Catalyzing Project Development with EB-5 Capital

For all intensive purposes, most senior lenders view EB-5 capital as equity in a project’s Capital Stack. One of the substantial hurdles in real estate development is the requirement by financial institutions for developers to demonstrate a significant equity investment in their projects.

EB-5 funds can satisfy this requirement, enabling not just the initiation of projects but also the attraction of additional capital investment. This ability to leverage EB-5 funds significantly enhances the financial viability and attractiveness of projects to other investors, creating a ripple effect that can lead to greater project success and profitabilit if structured correctly.

Variety of Structures

The unparalleled flexibility of EB-5 financing allows for its application in a tailored manner to meet the unique needs of diverse projects. EB-5 funding can be structured as senior debt, mezzanine financing, or preferred equity, and this level of adaptability is invaluable for developers who seek to optimize their projects’ financial structures for maximum efficiency and profitability.

A Cost-Effective Alternative to Bridge Financing

EB-5 funds present a viable and cost-effective alternative to traditional bridge financing, offering a solution that can replace more expensive capital sources, such as private equity. This strategic substitution not only helps in bridging financing gaps but also contributes to a reduction in the overall financing costs, thereby enhancing the profitability and financial attractiveness of the project. It is worth noting that the USCIS only permits EB-5 funds to be used in retiring Bridge Financing if the financing is short-term and was always intended to be retired by EB-5 funds.

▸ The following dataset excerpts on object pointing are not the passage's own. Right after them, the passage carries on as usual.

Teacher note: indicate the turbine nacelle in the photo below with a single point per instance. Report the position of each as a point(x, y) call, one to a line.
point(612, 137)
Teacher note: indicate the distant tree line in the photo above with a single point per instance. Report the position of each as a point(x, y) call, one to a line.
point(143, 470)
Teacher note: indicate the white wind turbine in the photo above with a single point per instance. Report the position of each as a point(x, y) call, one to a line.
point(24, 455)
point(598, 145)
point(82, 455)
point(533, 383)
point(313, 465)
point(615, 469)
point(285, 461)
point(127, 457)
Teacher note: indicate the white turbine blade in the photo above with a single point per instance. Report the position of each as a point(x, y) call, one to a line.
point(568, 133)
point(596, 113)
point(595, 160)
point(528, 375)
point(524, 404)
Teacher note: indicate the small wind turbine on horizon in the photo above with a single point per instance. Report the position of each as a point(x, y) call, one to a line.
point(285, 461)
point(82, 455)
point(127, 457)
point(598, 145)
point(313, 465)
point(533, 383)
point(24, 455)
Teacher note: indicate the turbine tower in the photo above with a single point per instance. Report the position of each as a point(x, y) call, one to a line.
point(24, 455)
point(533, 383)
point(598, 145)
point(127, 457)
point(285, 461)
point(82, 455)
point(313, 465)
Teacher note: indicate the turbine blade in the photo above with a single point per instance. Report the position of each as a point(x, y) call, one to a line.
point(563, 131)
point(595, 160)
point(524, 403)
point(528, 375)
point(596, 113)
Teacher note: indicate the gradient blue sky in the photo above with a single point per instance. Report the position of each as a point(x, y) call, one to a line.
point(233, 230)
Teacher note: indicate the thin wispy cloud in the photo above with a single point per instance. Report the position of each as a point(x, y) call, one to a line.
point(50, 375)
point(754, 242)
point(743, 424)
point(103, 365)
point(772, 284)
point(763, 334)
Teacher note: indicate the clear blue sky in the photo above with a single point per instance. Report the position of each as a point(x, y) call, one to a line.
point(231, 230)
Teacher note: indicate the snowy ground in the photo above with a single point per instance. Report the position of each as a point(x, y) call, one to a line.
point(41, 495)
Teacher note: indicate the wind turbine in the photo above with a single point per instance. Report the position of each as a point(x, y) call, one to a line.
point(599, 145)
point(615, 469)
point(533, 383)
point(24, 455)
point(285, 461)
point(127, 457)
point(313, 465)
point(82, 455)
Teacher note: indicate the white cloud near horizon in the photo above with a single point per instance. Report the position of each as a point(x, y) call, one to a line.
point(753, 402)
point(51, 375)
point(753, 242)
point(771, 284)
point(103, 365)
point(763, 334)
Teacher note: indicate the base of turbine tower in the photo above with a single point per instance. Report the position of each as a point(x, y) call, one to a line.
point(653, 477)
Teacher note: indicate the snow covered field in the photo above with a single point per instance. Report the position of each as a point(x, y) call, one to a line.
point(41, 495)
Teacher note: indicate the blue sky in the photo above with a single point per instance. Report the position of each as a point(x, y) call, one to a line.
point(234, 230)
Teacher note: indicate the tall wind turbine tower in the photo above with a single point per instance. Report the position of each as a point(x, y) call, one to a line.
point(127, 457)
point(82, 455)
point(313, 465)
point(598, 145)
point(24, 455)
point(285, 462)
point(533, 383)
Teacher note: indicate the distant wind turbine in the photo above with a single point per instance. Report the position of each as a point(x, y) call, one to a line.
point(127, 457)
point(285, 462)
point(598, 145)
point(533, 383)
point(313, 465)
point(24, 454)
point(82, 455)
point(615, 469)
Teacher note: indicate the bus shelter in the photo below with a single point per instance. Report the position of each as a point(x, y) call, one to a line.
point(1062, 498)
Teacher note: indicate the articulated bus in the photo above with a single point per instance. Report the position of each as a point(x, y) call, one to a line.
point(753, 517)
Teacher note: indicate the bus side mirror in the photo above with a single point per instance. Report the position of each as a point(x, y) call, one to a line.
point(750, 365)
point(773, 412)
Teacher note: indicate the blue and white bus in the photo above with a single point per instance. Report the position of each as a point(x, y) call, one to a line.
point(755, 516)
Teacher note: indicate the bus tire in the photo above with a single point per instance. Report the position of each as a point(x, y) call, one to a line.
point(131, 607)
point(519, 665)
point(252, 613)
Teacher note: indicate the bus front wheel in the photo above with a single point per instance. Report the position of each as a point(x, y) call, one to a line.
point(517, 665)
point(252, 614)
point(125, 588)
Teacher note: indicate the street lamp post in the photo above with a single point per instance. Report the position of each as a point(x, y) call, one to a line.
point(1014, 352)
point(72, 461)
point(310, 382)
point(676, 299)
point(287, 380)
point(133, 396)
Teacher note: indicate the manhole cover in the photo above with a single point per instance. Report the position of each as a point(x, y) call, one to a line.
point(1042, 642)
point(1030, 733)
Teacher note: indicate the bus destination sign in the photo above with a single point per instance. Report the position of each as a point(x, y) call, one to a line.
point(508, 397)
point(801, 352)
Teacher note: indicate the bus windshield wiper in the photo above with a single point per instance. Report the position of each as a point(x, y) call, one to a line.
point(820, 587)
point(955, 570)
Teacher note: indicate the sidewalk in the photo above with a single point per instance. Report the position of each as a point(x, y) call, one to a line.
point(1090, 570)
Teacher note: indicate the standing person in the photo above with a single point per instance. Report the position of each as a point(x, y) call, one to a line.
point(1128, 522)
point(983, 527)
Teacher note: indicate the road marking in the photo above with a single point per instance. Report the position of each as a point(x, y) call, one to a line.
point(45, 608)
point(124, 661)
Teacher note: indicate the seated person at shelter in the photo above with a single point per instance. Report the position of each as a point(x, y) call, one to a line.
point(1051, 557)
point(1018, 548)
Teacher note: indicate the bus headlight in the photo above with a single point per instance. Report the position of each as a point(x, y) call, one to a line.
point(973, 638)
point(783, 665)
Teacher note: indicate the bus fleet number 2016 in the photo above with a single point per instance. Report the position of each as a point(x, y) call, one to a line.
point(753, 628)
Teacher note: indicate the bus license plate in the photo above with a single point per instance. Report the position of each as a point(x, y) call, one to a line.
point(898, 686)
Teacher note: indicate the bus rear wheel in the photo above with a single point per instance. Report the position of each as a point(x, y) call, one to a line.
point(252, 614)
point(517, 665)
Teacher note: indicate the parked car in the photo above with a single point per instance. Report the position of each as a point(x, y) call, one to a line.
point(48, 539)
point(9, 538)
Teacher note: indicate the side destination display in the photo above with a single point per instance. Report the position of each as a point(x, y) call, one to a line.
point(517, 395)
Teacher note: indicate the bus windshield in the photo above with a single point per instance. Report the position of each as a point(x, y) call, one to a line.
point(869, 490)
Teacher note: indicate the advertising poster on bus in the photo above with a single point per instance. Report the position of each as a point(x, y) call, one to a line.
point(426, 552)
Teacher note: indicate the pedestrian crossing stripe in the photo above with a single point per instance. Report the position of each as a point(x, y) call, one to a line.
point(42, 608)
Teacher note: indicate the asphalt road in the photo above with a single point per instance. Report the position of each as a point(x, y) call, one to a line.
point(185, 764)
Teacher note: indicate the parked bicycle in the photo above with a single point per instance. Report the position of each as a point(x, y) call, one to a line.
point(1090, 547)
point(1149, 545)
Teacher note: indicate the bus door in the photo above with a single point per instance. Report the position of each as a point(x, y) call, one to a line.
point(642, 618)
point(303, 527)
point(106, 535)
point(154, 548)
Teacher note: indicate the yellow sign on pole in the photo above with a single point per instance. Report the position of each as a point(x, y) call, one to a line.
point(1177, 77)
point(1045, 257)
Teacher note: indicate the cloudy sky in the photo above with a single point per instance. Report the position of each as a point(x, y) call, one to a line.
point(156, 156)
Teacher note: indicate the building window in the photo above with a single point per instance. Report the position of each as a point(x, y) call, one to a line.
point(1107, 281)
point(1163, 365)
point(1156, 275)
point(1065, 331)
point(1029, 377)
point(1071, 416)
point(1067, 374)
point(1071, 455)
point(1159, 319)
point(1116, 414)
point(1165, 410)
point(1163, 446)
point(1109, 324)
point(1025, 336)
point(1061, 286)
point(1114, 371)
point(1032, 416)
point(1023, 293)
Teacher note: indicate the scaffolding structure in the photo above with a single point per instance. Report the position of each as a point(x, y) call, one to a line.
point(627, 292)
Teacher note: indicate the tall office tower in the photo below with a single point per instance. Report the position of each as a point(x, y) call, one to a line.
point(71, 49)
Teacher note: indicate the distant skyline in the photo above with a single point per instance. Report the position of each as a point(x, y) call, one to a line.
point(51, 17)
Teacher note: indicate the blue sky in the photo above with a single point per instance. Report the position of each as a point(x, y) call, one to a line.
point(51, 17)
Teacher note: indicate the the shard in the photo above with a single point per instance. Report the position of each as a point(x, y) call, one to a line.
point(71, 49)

Balancing and Optimizing Capital Costs

The integration of EB-5 funding into a project’s capital structure can effectively reduce overall project costs. EB-5 financing typically features more extended repayment periods than traditional loans, providing developers with increased flexibility and more time for their projects to stabilize, achieve profitability, and prepare for refinancing or a sale. This strategic benefit is particularly useful in navigating the cyclical nature of real estate markets and ensuring long-term project success.

Maximizing Funding Potential Through the Regional Center Program

The Regional Center Program enhances the attractiveness of the EB-5 program by enabling the pooling of investments from multiple investors. This feature allows for the amassing of significant capital, especially beneficial for projects located in targeted employment areas (TEAs), including rural and high-unemployment regions. The EB-5 Reform and Integrity Act of 2022 (RIA) further supports this advantage by reserving a portion of EB-5 visas for projects in these areas, facilitating a quicker visa acquisition process for investors from countries with high demand.

Conclusion

The EB-5 Immigrant Investor Program offers a sophisticated and multifaceted financing solution that addresses the unique challenges and opportunities faced by real estate developers. With its range of benefits from flexible and cost-effective financing options to the potential for significant capital accumulation, the EB-5 program is an increasingly attractive option for developers looking to navigate the complexities of project financing especially during unfavorable economic times.

As the program continues to evolve, its role in supporting major development projects and providing a pathway to U.S. residency for foreign investors is expected to expand, further emphasizing its indispensable value in the realm of development financing. Through strategic utilization of EB-5 funding, developers can not only advance their projects but also contribute to the broader goals of economic growth and job creation, underscoring the program’s critical importance in the landscape of real estate development.